The following provisions shall have effect in the case of petitions to the Local Government Board for a Provisional Order under section 203 of the Public Health (Ireland) Act, 1878—
§ MR. M. HEALY
This clause relates to the procedure for obtaining Provisional Orders. By the Public Health Act of 1878 it is necessary to insert advertisements in three newspapers for three weeks running. I propose that insertions for two weeks shall be sufficient. Then, by sub-section 2, I propose an amendment of the law, which is, I think, absolutely necessary. Under the Bill as it stands the Government propose to dispense with Parliamentary sanction in the majority of cases, but still they preserve a provision in the Act of 1878 that the advertisement shall be published in one particular month of the year, November. It is obvious that the advertisements in the month of November are only required because of the necessity of coming to Parliament, and that is the month in which Parliamentary advertisements are generally published; but when you have to go, not before Parliament, but before the Local Government Board, you will greatly cripple the county council if you enact that the advertisements must be inserted only in one month of the year. The clause I propose will greatly tend to simplify the procedure under the Bill, and by lessening expense will add to the usefulness of the Bill.
§ MR. ATKINSON
said that the main objection he had to this clause was that it would modify the procedure under the Public Health Act, and that was a large general matter that should not be dealt with in this way. It was certainly very desirable that it should be done, if at all possible, and the Government would see whether some modification could not be introduced.
§ MR. M. HEALY
I will not press the clause, but I trust the Government will take the whole matter into consideration.

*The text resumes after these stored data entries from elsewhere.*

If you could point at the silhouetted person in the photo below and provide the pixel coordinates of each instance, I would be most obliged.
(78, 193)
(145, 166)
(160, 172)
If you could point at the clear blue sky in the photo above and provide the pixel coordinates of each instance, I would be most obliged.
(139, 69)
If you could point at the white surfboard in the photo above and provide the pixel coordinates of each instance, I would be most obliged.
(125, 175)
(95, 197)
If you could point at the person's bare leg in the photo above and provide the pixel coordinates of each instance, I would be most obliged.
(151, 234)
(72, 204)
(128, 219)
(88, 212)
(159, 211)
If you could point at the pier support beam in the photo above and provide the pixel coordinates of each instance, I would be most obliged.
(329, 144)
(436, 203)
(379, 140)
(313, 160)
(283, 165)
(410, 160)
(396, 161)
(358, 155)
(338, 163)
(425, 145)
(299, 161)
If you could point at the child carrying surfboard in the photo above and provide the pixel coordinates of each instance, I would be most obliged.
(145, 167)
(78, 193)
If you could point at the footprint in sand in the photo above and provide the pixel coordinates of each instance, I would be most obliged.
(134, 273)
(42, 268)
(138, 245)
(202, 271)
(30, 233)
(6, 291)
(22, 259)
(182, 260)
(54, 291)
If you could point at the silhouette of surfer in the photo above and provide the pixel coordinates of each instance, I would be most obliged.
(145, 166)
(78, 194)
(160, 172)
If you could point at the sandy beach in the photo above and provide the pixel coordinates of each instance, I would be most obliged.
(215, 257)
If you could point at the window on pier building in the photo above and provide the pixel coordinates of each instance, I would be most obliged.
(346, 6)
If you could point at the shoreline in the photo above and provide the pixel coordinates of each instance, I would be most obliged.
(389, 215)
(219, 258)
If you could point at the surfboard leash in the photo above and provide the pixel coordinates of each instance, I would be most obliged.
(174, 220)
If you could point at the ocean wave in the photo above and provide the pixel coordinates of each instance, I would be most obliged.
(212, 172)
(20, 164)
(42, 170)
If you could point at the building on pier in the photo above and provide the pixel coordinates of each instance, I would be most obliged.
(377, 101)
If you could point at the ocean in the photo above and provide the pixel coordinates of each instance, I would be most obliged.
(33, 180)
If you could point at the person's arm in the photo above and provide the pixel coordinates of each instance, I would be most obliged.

§ Clause, by leave, withdrawn.
The guardians, with the consent of the Local Government Board, may make regulations for—(a) the conversion of workhouse hospitals into district hospitals; and (b) the transfer of the duties and powers of the guardians as regards such hospitals and the administrative control thereof to a committee of hospital governors appointed by the guardians, consisting wholly or partly of members of their own body; and (c) the payment and accommodation under which private patients may be admitted.
The guardians, acting through the said committee and subject to the regulations of
the Local Government Board, shall properly manage and maintain such district hospitals, and may appoint and remove officers and regulate expenditure, and may receive and apply for the benefit of such district hospitals any endowments or subscriptions given by private persons for such purposes.
Subject to the general control of the guardians in respect of all moneys provided out of rates, the acts of the committee shall not require confirmation by the guardians."—(Sir J. Colomb.)
§ SIR J. COLOMB
I need not detain the House at any length in explaining the general effect of this clause. The honourable Member for North Dublin had practically the same clause down on the Paper, but, as his was obligatory and mine was permissive, he very kindly gave way in order that the principle might be discussed upon this clause. I regard this as a matter of very great importance. In districts in Ireland in which the only hospital accommodation is the workhouse hospital the necessities of the workhouse poor are, of course, provided for, but no suitable provision is made for those who are not paupers and object to taking workhouse hospital relief. In such cases the medical officers find very great difficulty in properly treating the patients at their own homes and affording them proper nursing and attention. My proposal simply is to authorise the guardians, if they see fit, and with the permission of the Local Government Board, to constitute the workhouse hospital a district hospital. That would, at all events, get rid of a sentimental objection which is very strong. Then it authorises the guardians to work the hospital by a committee appointed by themselves, consisting of hospital governors who may or may not be guardians.
§ [The honourable Member was still speaking when, it being Twelve o'clock, the Debate stood adjourned.]